Georgios was desperate for Andreas to move back to Greece for good, saying that politics was in his son’s blood, “his destiny.” He blamed his American daughter-in-law for Andreas’ reluctance to come home and even went so far as to ask the Stearns to convince him to get a divorce.

One night at dinner, Andreas and Monty shared a joke in English: “The problem with Greece is that it has too many politicians and not enough economists,” they joked. Georgios demanded to know what they were laughing about, but was told it was untranslatable. Eventually though, Georgios had his way and Andreas and Margaret moved back to Greece in late 1962, just as Monty and Toni returned to Washington.

After 1981

Monty and Andreas met again for the first time in 1981, after Papandreou was elected prime minister of Greece and Stearns was appointed ambassador in Athens.

“I stepped into the labyrinthine corridors [of the Parliament] and I was escorted by a solitary guard up to the prime minister’s office suite… My first thought was that Andreas was going to launch into a litany of grievances against the United States… [On the contrary] Andreas made his way towards me, with an outstretched hand and a wry smile on his face… We had known each other for a long time [he said] putting an arm over my shoulder, and he was confident that relations between our two countries would stay on an even keel,” Stearns recounts in the book. Once the journalists left, the two friends sat in a pair of leather chairs in front of the prime minister’s desk. “Tell me, Monty.
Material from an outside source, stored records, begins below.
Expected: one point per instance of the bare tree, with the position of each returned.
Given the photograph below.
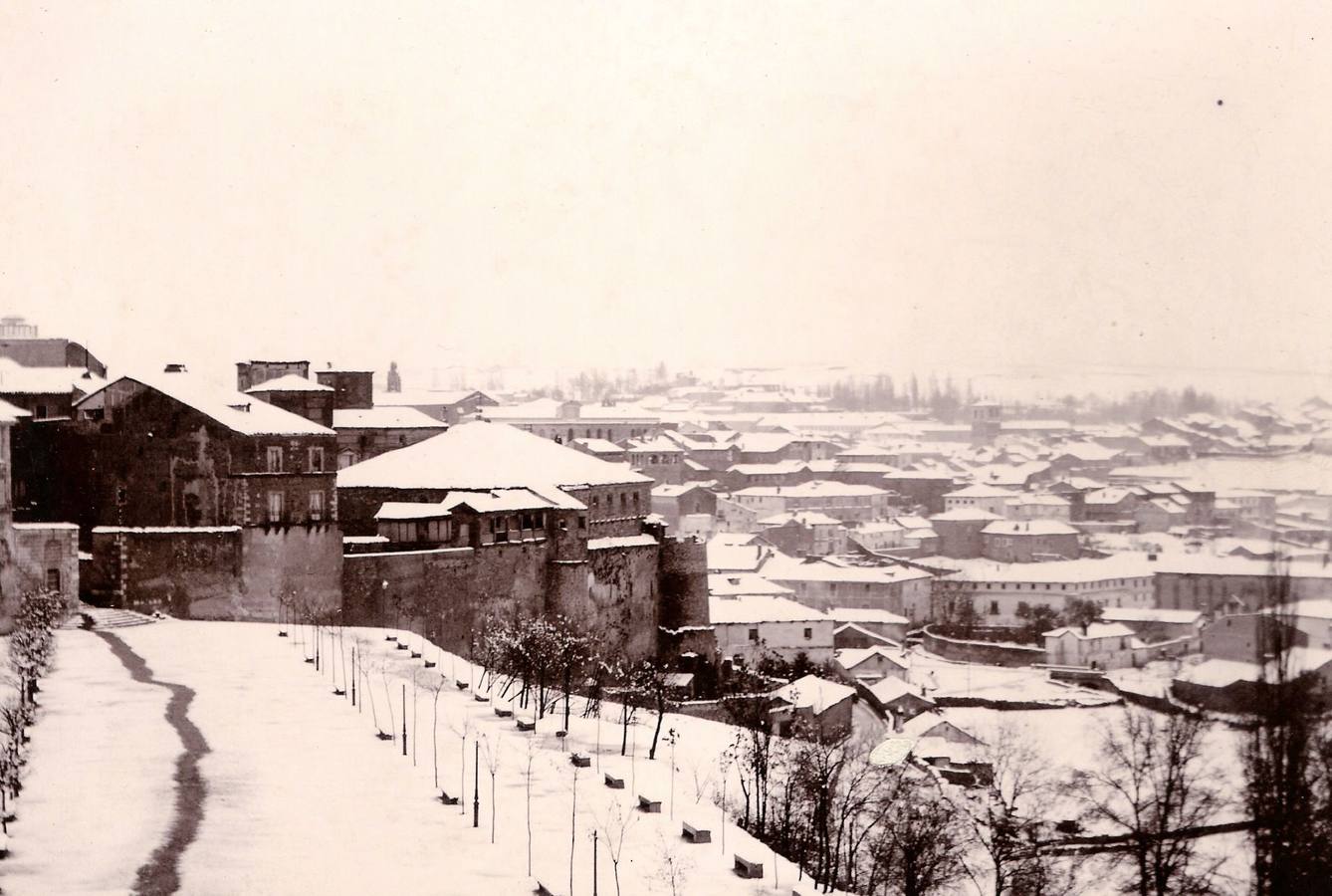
(1288, 762)
(1000, 815)
(614, 824)
(922, 847)
(676, 868)
(436, 685)
(491, 750)
(461, 727)
(1154, 784)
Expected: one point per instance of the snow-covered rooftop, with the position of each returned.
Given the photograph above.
(1151, 614)
(742, 583)
(232, 409)
(290, 382)
(851, 656)
(814, 693)
(878, 616)
(386, 417)
(19, 379)
(1029, 528)
(485, 456)
(1083, 570)
(753, 608)
(621, 541)
(981, 490)
(1094, 631)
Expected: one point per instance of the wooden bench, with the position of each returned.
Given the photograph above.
(749, 869)
(696, 835)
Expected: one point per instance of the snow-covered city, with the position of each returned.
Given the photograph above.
(665, 449)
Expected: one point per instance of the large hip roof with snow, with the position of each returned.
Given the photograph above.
(485, 456)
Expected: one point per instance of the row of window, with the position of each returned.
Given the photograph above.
(1075, 586)
(314, 460)
(277, 506)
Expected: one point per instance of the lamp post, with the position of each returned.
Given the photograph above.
(476, 785)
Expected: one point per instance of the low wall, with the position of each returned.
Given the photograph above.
(981, 651)
(215, 572)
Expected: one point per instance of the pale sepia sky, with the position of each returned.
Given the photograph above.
(615, 182)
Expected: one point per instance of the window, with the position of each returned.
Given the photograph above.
(275, 506)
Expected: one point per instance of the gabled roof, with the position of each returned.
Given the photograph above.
(1095, 631)
(385, 418)
(19, 379)
(966, 516)
(851, 656)
(725, 584)
(867, 614)
(485, 456)
(1028, 528)
(754, 608)
(893, 689)
(815, 693)
(235, 410)
(290, 382)
(981, 490)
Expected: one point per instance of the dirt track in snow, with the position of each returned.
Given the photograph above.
(160, 875)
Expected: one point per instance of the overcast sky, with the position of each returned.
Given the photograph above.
(618, 182)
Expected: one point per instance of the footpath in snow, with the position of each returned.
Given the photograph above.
(303, 797)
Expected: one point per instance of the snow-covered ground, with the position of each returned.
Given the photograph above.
(303, 797)
(98, 793)
(1023, 683)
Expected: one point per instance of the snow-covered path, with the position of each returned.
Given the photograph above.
(99, 795)
(302, 797)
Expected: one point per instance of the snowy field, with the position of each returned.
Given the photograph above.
(302, 797)
(1023, 683)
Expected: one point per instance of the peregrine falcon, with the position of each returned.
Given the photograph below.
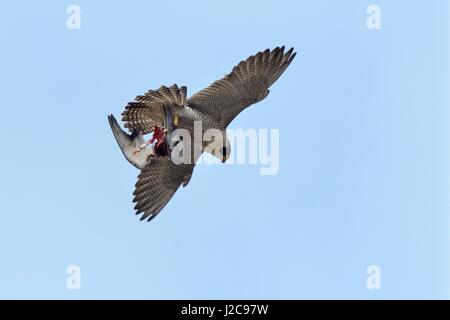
(163, 111)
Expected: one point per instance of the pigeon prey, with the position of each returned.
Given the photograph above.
(167, 111)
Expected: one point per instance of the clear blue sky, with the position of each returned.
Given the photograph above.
(364, 152)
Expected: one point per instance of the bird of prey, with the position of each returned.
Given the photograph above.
(163, 111)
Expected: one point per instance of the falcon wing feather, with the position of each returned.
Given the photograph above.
(157, 183)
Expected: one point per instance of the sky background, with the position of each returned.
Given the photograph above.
(364, 152)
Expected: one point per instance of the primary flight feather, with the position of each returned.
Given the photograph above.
(167, 109)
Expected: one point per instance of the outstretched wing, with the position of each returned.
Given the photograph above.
(157, 183)
(247, 83)
(148, 109)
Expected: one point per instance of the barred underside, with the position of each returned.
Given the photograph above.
(148, 110)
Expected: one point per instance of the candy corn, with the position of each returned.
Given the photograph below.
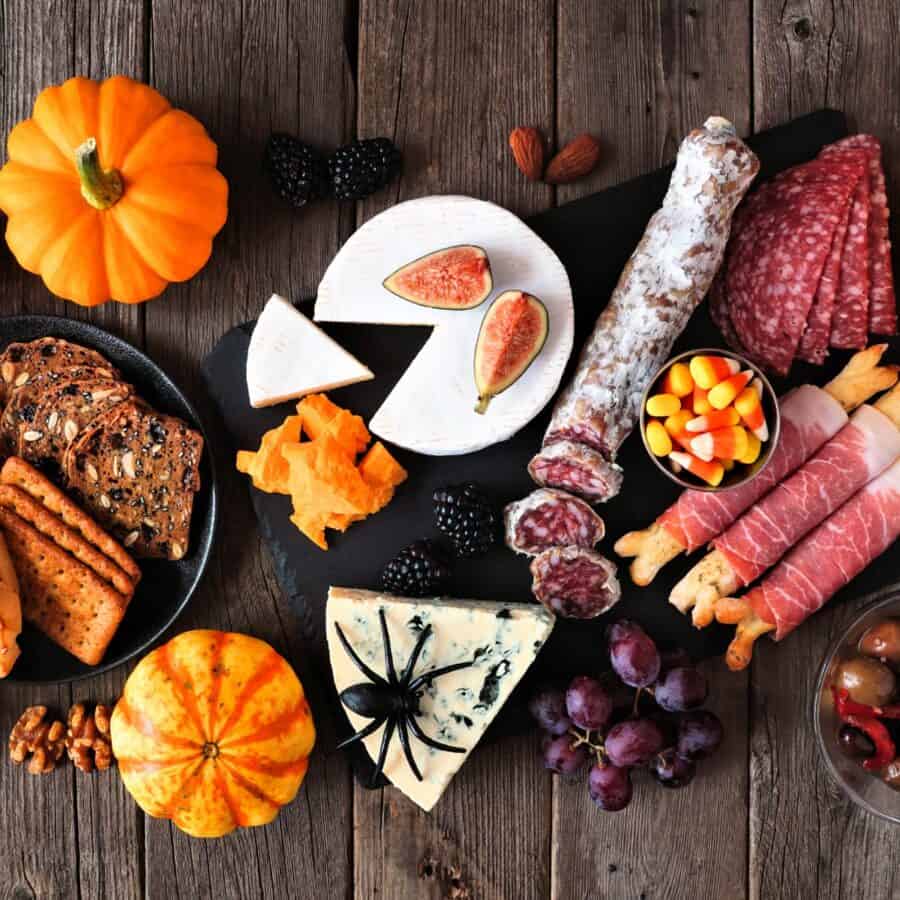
(678, 380)
(708, 371)
(663, 405)
(724, 443)
(700, 401)
(658, 439)
(710, 472)
(749, 406)
(724, 392)
(717, 418)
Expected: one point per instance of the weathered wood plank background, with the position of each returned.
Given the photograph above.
(447, 80)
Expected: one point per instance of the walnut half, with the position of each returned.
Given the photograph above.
(87, 738)
(33, 734)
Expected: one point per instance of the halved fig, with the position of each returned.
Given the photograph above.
(512, 334)
(452, 278)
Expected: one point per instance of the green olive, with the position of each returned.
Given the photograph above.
(883, 642)
(867, 680)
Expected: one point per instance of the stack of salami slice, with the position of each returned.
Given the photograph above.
(808, 265)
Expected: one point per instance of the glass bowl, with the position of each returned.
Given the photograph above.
(740, 474)
(864, 789)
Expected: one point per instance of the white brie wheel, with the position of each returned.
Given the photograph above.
(431, 409)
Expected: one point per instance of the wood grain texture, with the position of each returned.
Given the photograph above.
(805, 838)
(640, 76)
(449, 85)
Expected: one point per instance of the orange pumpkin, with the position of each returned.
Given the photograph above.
(110, 192)
(213, 732)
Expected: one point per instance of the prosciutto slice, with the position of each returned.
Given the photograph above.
(809, 417)
(859, 452)
(829, 557)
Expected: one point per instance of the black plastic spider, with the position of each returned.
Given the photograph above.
(394, 700)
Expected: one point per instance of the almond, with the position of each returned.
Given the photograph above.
(576, 159)
(527, 146)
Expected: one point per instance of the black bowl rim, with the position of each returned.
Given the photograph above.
(204, 550)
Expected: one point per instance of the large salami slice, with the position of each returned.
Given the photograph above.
(809, 417)
(663, 282)
(831, 555)
(859, 452)
(575, 582)
(882, 314)
(550, 518)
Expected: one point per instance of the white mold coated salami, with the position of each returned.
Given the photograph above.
(551, 518)
(663, 282)
(575, 582)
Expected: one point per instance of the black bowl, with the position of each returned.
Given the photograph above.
(165, 587)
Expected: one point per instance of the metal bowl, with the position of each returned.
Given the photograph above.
(863, 788)
(740, 474)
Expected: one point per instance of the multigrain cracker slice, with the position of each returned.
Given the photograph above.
(52, 527)
(17, 472)
(61, 596)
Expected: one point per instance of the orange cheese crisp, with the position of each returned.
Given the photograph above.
(327, 487)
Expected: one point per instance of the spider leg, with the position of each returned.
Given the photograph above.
(382, 752)
(373, 726)
(388, 655)
(435, 673)
(407, 750)
(414, 656)
(369, 673)
(416, 729)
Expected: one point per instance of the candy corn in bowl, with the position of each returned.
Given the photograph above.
(709, 420)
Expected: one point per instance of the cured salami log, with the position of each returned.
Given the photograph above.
(550, 518)
(861, 450)
(829, 557)
(809, 417)
(663, 282)
(575, 582)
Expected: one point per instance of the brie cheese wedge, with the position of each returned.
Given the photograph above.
(456, 708)
(290, 357)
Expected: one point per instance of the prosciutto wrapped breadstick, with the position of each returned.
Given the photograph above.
(809, 417)
(660, 287)
(867, 445)
(817, 568)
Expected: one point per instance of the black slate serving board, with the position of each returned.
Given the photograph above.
(593, 237)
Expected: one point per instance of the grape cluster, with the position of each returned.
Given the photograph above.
(584, 724)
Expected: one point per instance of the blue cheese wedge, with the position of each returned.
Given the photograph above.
(290, 357)
(502, 639)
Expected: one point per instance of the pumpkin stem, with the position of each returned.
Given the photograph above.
(101, 189)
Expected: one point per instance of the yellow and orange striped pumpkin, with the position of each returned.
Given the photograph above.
(213, 731)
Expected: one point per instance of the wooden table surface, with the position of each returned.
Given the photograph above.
(447, 81)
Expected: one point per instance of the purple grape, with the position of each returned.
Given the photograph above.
(610, 787)
(699, 734)
(561, 757)
(672, 770)
(633, 742)
(683, 687)
(548, 707)
(588, 703)
(634, 656)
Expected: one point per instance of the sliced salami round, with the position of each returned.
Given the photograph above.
(578, 469)
(550, 518)
(575, 582)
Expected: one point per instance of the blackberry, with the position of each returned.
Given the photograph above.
(419, 570)
(298, 172)
(467, 517)
(363, 167)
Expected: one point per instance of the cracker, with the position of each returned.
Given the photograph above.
(61, 596)
(18, 472)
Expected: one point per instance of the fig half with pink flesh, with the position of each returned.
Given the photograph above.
(452, 278)
(512, 334)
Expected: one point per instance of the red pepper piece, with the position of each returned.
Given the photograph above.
(884, 745)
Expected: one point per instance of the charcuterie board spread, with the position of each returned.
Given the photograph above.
(481, 457)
Twenty years ago in your wildest dreams, would you ever have thought that I would be sitting in this chair and you in that one?” Papandreou asked his friend.

Stearns, who would spend another stint in Athens after the end of the 1967-74 dictatorship, tactfully managed the delicate balance of Greek-American relations at the time. “I reiterated my belief that Papandreou neither intended nor could afford to leave NATO or the EU, but needed to assert that if Greece were to remain in the Western camp, it would do so of its own choosing, in its own way,” he writes of what he communicated to Washington.

Two US secretaries of state, Alexander Haig and George Shultz, were surprised by Papandreou. When the former visited Athens, in fact, the prime minister instructed his team to close their briefing books, “because Secretary Haig knows the issues better than anyone else in this meeting.” The latter (who died recently at the age of 100) had been prepared to chide Papandreou before a NATO summit in Brussels, but was instead treated to an analysis of the historical rivalry between two American football teams in California.

Stearns writes that Papandreou implemented a policy that was disastrous to the Greek economy but greatly improved the quality of life for Greeks. The pair met for the last time in 1992 at Papandreou’s home in the northern Athens suburb of Ekali, where the Greek politician mentioned his conservative rival, Konstantinos Mitsotakis: “Monty, Mitsotakis is completely without values. He has no ideology.” He also apologized that his wife at the time, Dimitra Liani, would not be joining them as she was otherwise engaged. “I sensed that Andreas preferred not to introduce his third wife to friends who had known his second,” admits the American diplomat who, after 30 years, may have understood his Greek friend better than many others.